Eliezer Yudkowsky recently posted on Facebook an experiment that could potentially indicate whether humans can "have AI do their alignment homework" despite not being able to trust whether the AI is accurate: see if people improve in their chess-playing abilities when given advice from experts, two out of three of which are lying.
I'm interested in trying this! If anyone else is interested, leave a comment. Please tell me whether you're interested in being:
A) the person who hears the advice, and plays chess while trying to determine who is trustworthy
B) the person who they are playing against, who is normally better at chess than A but worse than the advisors
C) one of the three advisors, of which one is honestly trying to help and the other two are trying to sabotage A; which one is which will be chosen at random after the three have been selected to prevent A from knowing the truth
Feel free, and in fact encouraged, to give multiple options that you're open to trying out! Who gets assigned to what role would depend on how many people respond and their levels of chess ability, and it's easier to find possible combinations with more flexibility in whose role is which.
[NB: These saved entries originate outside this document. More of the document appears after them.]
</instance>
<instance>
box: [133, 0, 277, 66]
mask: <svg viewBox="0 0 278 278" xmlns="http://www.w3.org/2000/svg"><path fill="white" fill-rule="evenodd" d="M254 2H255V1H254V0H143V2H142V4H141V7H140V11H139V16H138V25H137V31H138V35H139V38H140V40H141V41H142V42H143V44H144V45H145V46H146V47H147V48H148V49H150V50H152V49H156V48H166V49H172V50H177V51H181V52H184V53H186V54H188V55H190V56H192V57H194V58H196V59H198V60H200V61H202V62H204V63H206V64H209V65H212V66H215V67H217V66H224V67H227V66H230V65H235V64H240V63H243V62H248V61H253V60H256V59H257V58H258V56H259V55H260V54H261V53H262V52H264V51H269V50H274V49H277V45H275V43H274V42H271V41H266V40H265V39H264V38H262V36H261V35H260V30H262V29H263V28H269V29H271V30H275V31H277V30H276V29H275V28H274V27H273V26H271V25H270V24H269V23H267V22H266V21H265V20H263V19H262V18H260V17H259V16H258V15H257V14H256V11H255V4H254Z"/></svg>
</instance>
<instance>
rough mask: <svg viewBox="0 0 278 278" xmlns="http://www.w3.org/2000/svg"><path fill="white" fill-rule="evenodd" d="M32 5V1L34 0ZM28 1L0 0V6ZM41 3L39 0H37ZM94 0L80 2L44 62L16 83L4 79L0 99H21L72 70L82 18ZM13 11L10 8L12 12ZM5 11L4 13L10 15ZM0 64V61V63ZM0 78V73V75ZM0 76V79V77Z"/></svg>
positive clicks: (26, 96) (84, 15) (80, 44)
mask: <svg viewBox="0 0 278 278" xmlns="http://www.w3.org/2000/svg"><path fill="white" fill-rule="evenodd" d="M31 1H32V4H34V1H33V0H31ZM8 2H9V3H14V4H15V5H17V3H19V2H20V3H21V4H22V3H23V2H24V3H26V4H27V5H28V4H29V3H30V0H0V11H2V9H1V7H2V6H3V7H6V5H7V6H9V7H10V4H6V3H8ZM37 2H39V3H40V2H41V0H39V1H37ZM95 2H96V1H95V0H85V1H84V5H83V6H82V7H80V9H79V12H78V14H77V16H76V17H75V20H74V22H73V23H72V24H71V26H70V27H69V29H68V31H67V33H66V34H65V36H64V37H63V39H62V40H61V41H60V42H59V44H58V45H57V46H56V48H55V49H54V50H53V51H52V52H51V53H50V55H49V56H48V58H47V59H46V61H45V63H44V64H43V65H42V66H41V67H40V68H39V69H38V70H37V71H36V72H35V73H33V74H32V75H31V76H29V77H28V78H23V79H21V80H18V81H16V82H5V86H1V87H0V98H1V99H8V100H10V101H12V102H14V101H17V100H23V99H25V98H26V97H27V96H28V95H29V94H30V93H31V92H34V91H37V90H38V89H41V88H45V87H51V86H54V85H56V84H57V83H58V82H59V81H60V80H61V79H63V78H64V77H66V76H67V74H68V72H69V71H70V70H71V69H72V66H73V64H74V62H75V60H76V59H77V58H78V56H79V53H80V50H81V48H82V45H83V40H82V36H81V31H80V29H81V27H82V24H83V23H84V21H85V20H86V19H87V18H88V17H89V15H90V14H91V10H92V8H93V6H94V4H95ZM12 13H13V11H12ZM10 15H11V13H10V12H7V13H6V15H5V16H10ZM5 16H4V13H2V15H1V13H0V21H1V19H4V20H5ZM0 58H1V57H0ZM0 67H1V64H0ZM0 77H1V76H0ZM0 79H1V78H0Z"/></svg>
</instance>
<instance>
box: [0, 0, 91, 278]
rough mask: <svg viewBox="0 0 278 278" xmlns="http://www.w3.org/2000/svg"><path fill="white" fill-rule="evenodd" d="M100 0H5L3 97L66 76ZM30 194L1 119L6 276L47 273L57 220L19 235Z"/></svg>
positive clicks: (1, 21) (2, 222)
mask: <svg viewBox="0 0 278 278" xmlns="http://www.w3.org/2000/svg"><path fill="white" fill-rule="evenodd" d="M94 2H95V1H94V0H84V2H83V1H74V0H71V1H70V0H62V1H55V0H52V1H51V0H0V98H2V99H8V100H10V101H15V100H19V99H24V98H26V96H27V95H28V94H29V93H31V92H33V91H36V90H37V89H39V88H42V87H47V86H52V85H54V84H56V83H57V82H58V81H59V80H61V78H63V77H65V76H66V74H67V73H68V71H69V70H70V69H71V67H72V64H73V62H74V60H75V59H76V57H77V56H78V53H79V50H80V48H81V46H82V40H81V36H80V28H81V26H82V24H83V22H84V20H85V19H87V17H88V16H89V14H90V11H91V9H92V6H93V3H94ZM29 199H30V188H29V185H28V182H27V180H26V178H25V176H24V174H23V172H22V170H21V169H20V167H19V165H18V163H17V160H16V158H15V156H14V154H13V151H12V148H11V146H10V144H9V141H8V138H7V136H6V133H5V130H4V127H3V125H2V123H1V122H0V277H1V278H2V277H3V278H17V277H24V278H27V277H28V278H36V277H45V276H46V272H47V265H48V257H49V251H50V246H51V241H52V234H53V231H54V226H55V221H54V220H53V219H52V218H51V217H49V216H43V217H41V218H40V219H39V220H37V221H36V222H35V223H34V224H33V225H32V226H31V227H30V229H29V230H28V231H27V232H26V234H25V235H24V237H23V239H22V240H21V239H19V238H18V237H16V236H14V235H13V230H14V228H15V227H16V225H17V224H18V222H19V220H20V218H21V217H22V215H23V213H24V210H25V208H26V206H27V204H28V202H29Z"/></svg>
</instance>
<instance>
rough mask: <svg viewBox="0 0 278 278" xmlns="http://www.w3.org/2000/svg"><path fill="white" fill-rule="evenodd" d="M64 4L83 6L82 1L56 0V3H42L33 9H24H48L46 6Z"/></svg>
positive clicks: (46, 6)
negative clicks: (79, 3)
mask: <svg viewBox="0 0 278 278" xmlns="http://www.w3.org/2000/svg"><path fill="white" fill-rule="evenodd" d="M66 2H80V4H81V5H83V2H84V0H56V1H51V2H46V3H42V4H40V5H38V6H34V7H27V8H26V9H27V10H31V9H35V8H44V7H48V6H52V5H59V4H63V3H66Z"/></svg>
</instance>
Please also briefly describe your level of experience in chess. How frequently have you played, if at all; if you have ELO rating(s), what are they and which organizations are they from (FIDE, USCF, Chess.com, etc). No experience is required! In fact, people who are new to the game are actively preferred for A!
Finally, please tell me what days and times you tend to be available - I won't hold you to anything, of course, but it'll help give me an estimate before I contact you to set up a specific time.
Edit: also, please say how long you would be willing to play for - a couple hours, a week, a one-move-per-day game over the course of months? A multi-week or multi-month game would give the players a lot more time to think about the moves and more accurately simulate the real-life scenario, but I doubt everyone would be up for that.
Edit 2: GoteNoSente suggested using a computer at a fixed skill level for player B, which in retrospect is clearly a great idea.
Edit 3: there is now a Google Form for signing up: https://docs.google.com/forms/d/e/1FAIpQLScPKrSB6ytJcXlLhnxgvRv1V4vMx8DXWg1j9KYVfVT1ofdD-A/viewform?vc=0&c=0&w=1&flr=0
I could be interested in trying this, in any configuration. Preferred time control would be one move per day. My lichess rating is about 2200.
Are the advisors allowed computer assistance, do the dishonest and the honest advisor know who is who in this experiment, and are the advisors allowed to coordinate? I think those parameters would make a large difference potentially in outcome for this type of experiment.
The problem is that while the human can give some rationalizations as to "ah, this is probably why the computer says it's the best move," it's not the original reasoning that generated those moves as the best option, because that took place inside the engine. Some of the time, looking ahead with computer analysis is enough to reproduce the original reasoning - particularly when it comes to tactics - but sometimes they would just have to guess.